La globalisation et le progrès technique influencent fortement les évolutions de la part des emplois nomades et des écarts de revenus entre nomades et sédentaires au sein des territoires. Entre 1990 et 2010, la France, l’Allemagne, le Japon ou encore les Etats-Unis assistent ainsi à un fort repli du poids de leurs nomades (dont la part dans l’emploi total représente respectivement 15 %, 19 %, 20 %, et 11 % en 2010). De manière concomitante, les écarts de revenus entre nomades et sédentaires semblent s’être nettement accrus, en faveur des nomades.

Plus grave, selon Pierre-Noël Giraud, le secteur sédentaire des pays avancés peine à absorber le trop grand nombre d’emplois que le secteur nomade ne crée plus. Dans les pays émergents, nombreux sont ceux qui ne bénéficient pas de la multiplication des emplois nomades et tombe dans des trappes à sous-emploi et pauvreté. En somme, si la mondialisation favorise l’émergence et le rattrapage de certaines économies, elle contribue aussi à accroître le nombre des hommes « inutiles ».

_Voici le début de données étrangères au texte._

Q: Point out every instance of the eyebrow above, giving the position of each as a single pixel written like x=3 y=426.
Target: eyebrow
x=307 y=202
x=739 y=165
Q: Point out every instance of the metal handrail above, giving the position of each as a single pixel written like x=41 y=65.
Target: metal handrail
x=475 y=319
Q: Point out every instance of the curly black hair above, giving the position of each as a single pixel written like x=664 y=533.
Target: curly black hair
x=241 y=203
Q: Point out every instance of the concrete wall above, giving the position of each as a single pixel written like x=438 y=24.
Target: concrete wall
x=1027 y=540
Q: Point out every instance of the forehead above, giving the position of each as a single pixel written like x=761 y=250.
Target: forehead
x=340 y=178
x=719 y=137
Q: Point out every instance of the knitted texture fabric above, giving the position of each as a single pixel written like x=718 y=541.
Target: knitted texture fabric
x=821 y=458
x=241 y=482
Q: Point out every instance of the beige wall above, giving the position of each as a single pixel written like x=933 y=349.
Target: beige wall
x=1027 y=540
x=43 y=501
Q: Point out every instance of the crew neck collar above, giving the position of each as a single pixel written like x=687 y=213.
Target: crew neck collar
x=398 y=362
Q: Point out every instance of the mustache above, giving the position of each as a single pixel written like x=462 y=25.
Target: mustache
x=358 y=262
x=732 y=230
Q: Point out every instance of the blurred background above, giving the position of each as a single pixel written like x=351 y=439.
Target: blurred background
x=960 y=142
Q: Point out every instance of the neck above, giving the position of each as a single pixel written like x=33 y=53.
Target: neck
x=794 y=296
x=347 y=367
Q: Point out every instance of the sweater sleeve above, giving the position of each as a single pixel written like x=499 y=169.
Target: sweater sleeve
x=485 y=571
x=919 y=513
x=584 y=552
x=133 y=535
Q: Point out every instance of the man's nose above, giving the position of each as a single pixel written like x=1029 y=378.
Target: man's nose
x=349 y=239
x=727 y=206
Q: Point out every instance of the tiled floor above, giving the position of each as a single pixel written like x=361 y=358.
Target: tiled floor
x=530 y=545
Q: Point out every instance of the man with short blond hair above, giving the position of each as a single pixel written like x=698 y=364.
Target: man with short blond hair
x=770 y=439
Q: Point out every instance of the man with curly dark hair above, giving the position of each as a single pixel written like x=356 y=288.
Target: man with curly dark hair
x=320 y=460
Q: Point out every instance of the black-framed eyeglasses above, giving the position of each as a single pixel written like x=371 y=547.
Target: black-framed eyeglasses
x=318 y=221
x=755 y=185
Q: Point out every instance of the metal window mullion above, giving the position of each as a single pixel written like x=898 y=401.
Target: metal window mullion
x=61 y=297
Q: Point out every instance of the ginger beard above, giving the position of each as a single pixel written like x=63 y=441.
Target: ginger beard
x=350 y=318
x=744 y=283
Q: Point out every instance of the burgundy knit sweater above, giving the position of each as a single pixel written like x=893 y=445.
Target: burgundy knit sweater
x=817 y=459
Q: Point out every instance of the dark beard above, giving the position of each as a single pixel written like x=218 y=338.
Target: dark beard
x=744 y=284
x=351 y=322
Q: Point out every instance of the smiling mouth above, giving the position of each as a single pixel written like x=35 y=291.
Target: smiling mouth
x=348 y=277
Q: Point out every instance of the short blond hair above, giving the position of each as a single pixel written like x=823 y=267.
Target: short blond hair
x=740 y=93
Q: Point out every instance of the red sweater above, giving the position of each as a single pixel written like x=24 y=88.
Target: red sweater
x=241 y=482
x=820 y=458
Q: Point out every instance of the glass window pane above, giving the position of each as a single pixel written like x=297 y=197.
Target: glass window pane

Le risque est donc de voir s’aggraver les inégalités entre un groupe de nomades toujours moins nombreux mais prospère et une masse de sédentaires pour lesquels la précarité et la pauvreté progressent. Pierre-Noël Giraud identifie deux leviers principaux pour favoriser la croissance économique et la réduction des inégalités. D’abord, il est urgent d’attirer ou simplement de retenir les emplois nomades, généralement plus qualifiés et plus riches que les emplois sédentaires. En France, cela se résume à monter en gamme par le biais de la formation professionnelle, d’une meilleure insertion des entreprises dans leur territoire local, et d’une réforme du dialogue social. Le second levier consiste à rendre plus désirables les biens et services sédentaires afin de tirer vers le haut les revenus de ceux (sédentaires) qui concourent à leur production. Des politiques de croissance verte pourraient stimuler l’emploi sédentaire, notamment dans la rénovation du bâtiment. Déréglementer certains monopoles et favoriser ainsi l’entrée d’entreprises innovantes constitueraient également des politiques actionnant ce second levier.

Thierry Weil

Docteur en physique, ingénieur général des mines, membre de l’Académie des technologies, Thierry Weil est professeur à Mines Paris – PSL (Centre d’économie industrielle) et...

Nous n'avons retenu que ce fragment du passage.